Over his last 10 games, Patrick Mahomes has done it five times (and just missed last week at 84.7). Lamar Jackson has done it six times in his last 10. Russell Wilson is six for his last 10. Dak Prescott? Three. Aaron Rodgers? Three. Ryan Tannehill? Three. Josh Allen? Two. Lamar Jackson led the league last year with an 83 for the season. Watson was sixth at 71.3. To be a top 10 quarterback, you had to average 64.1. In two games this season, Watson sits 20th, about where he was over the last six regular season games and two playoff games last year.

In essence, Deshaun Watson - who often gets compared to those players - is not on their level. Yes, O'Brien has a lot to do with it, but it's also time to start looking at Watson's performance and regression as an NFL quarterback.

In 2018, Watson had four such games. In 2017, four in six starts. And now ONE since that Baltimore game. In fact, he has topped 80 just once in that stretch, and 60 just three times.

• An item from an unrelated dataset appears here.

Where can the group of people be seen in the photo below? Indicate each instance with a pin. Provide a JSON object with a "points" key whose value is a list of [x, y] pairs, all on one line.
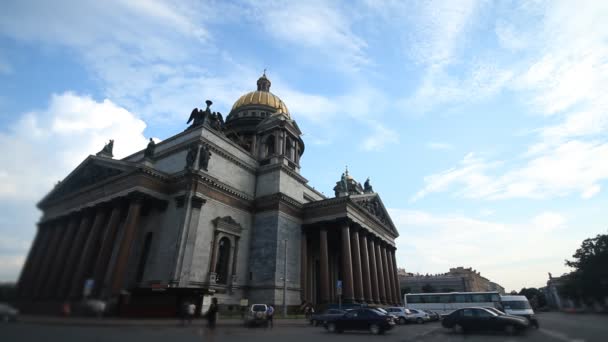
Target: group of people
{"points": [[189, 311]]}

What it tells us is Watson has been an average quarterback over his last 10 starts. The Texans invested heavily in an offensive line to protect him. They have added depth at WR but a net loss without Hopkins. Elite quarterbacks turn in performances like that roughly half the time. Getting more consistent has always been an issue for Watson. But since that Baltimore game, he has not been close. And he is being paid to be elite.

In the end, O'Brien is still the main culprit. He has hand picked all the players around Watson, he designed the offense, and he controls everything.

But it's time to quit giving Watson a pass. Right now, he is part of the problem.